Medical use is no excuse for criminals and "shall not be a defense to any crime of violence, the crime of operating a motor vehicle while impaired or intoxicated, or a crime involving danger to another person or to the public" or any other crime.

The doctor-patient relationship is protected by preventing prosecutors from targeting physicians who recommend marijuana to their patients.

No more than four caregivers may be designated, defined as a person "who is feeding, nursing, bathing, or otherwise caring for a medical patient while the medical patient is in a weakened condition."

Buyers' clubs must be registered and licensed through the same D.C. government agency that oversees the medical profession and the hospital industry. Initiative 57 protects the community from drug dealers by requiring those who distribute marijuana to medical patients to register and be subjected to the same regulations as other not-for-profit corporations. They also are restricted "exclusively for the medical use of medical patients who are authorized by this act to obtain marijuana for medical purposes."
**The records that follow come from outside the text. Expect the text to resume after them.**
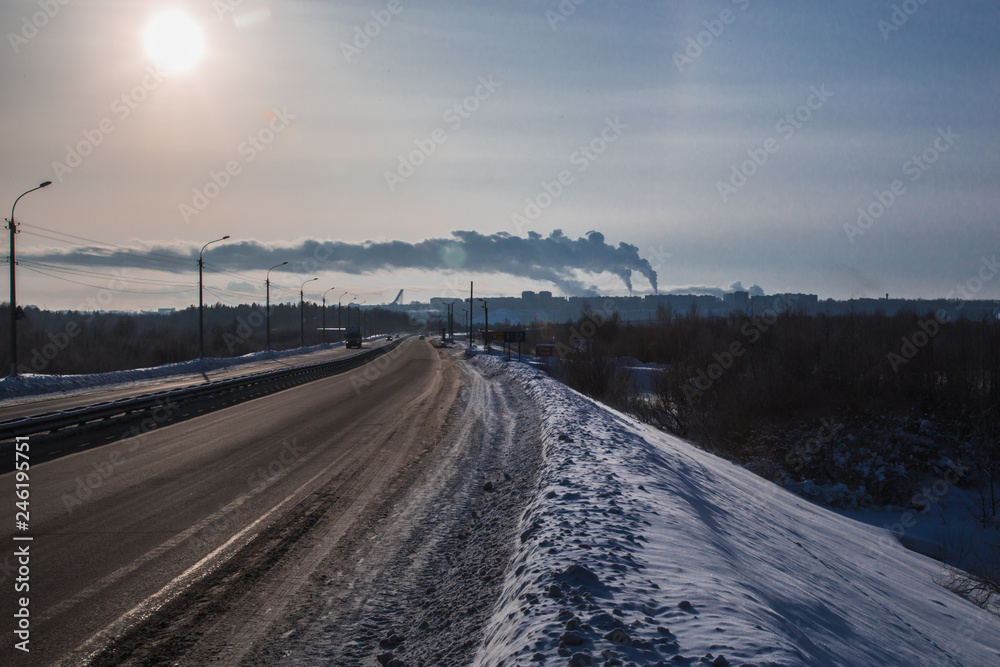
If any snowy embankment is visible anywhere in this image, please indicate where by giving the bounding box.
[475,357,1000,667]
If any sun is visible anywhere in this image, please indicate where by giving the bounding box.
[144,10,205,73]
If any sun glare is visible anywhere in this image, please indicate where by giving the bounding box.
[145,11,205,72]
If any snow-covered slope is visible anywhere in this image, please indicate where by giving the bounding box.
[476,358,1000,667]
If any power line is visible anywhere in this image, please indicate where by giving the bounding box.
[17,259,191,287]
[18,262,198,296]
[18,222,196,272]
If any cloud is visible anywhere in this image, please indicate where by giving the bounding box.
[28,229,657,295]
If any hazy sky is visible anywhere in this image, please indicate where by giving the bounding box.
[0,0,1000,308]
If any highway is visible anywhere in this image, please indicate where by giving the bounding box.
[0,338,544,665]
[0,340,396,420]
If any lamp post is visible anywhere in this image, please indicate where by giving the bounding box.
[299,278,319,347]
[323,287,337,345]
[476,298,490,354]
[198,234,229,359]
[7,181,52,377]
[264,262,288,352]
[337,292,351,340]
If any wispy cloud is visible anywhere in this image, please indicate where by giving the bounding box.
[27,230,657,295]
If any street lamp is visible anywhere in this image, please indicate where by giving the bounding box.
[299,278,319,347]
[264,262,288,352]
[323,287,337,345]
[476,297,490,354]
[198,234,229,359]
[337,292,351,340]
[7,181,52,377]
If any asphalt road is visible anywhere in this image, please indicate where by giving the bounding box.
[0,339,472,665]
[0,340,394,420]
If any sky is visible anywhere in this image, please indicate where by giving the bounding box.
[0,0,1000,309]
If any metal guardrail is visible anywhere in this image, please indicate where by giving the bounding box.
[0,340,402,442]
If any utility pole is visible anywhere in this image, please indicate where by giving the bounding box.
[299,278,319,347]
[476,298,490,354]
[264,262,288,352]
[7,181,52,377]
[198,234,229,359]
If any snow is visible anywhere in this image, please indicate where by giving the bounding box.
[474,356,1000,667]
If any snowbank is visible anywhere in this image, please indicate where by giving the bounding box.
[475,357,1000,667]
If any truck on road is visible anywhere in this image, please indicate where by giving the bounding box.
[344,327,361,350]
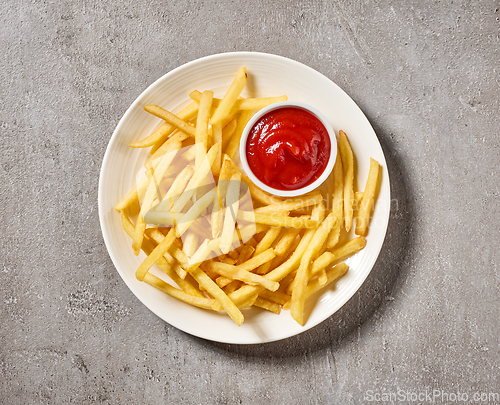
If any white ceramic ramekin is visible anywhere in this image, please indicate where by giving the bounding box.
[240,101,337,197]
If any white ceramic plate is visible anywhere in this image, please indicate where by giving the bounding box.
[99,52,390,344]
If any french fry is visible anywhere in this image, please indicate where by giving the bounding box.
[132,141,181,251]
[311,252,335,278]
[210,67,248,125]
[189,267,245,326]
[354,158,380,236]
[224,110,253,159]
[238,244,255,263]
[144,273,214,310]
[222,118,238,151]
[274,228,300,256]
[121,211,199,297]
[195,90,214,168]
[129,102,198,148]
[189,90,288,110]
[254,227,282,256]
[156,166,194,211]
[306,263,349,299]
[206,262,279,291]
[224,155,283,205]
[234,96,288,111]
[114,138,184,212]
[237,211,319,228]
[172,144,219,213]
[220,173,241,253]
[238,248,276,271]
[144,105,196,137]
[260,192,323,213]
[339,131,354,232]
[212,122,222,177]
[177,187,217,238]
[326,147,344,249]
[135,228,175,281]
[253,297,281,315]
[145,130,189,167]
[290,214,337,325]
[259,290,291,305]
[331,236,366,261]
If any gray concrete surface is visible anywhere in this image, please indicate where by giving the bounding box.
[0,0,500,404]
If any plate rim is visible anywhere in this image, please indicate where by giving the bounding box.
[97,51,391,344]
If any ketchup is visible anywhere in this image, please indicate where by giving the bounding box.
[246,107,331,190]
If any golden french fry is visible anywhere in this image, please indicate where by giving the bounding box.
[339,131,354,232]
[206,262,279,291]
[259,290,291,305]
[132,141,181,255]
[354,158,380,236]
[290,214,337,325]
[121,211,199,297]
[129,102,198,148]
[253,297,281,315]
[189,90,288,110]
[189,267,245,326]
[260,192,323,213]
[326,147,344,249]
[135,228,175,281]
[311,252,335,278]
[306,263,349,299]
[238,244,255,263]
[172,144,219,213]
[234,96,288,110]
[177,187,217,237]
[144,105,196,137]
[195,90,214,168]
[254,227,281,256]
[155,165,194,211]
[220,173,241,253]
[145,129,189,166]
[224,110,253,159]
[224,155,283,205]
[238,248,276,271]
[114,137,183,212]
[221,118,238,151]
[210,67,248,125]
[212,122,222,176]
[331,236,366,261]
[237,211,319,228]
[144,273,214,309]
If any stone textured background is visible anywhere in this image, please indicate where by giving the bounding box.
[0,0,500,404]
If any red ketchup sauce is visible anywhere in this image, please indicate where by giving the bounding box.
[246,107,331,190]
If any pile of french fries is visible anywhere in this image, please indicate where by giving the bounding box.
[115,67,380,325]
Initiative 57 doesn't replace science. It simply keeps seriously ill patients out of jail, pending the ultimate approval of medicinal marijuana by the U.S. Food and Drug Administration. In an action welcomed by activists, a panel at the National Institutes of Health recommended the resumption of full-scale research into medical marijuana at the federal level. Initiative 57 is a stopgap measure, providing a legal defense in limited circumstances for those patients who turn to marijuana when conventional therapies fail.

McCaffrey argues that the medical-use defense provided under Initiative 57 will somehow promote recreational drug use. The world of chemotherapy, vomiting and AIDS wasting syndrome is not glamorous. For AIDS patients throwing up their food and pills, for cancer patients undergoing the severe side effects of chemotherapy, there is a clear distinction between medical use and substance abuse.

We urge the voters of the District to look beyond the misinformation propagated by the likes of McCaffrey and to protect medical patients and their providers from criminal prosecution by signing, supporting and ultimately voting for the "Legalization of Marijuana for Medical Treatment Initiative of 1997."

The writers are founders of ACT UP, the AIDS Coalition to Unleash Power, in Washington. Steve Michael is the sponsor of Initiative 57.

Marijuana's Medicinal Miracles

Monday, November 17, 1997; Page A22
The Washington Post

Strange as it may seem, here is one right-wing Republican who agrees with Wayne Turner and Steve Michael in their column about marijuana ["Marijuana for Medicine, Not Abuse," op-ed, Nov. 5].

When our grown daughter was undergoing chemotherapy for lymph cancer, she was sick and vomiting constantly as a result of her treatments. No legal drugs, including Marinol, helped her.

We finally turned to marijuana. With it, she kept her food down, was comfortable and even gained weight.

Those who say Marinol and other drugs are satisfactory substitutes for marijuana may be right in some cases but certainly not in all cases.

If doctors can prescribe morphine and other addictive medicines, it makes no sense to deny marijuana to sick and dying patients when it can be provided on a carefully controlled, prescription basis.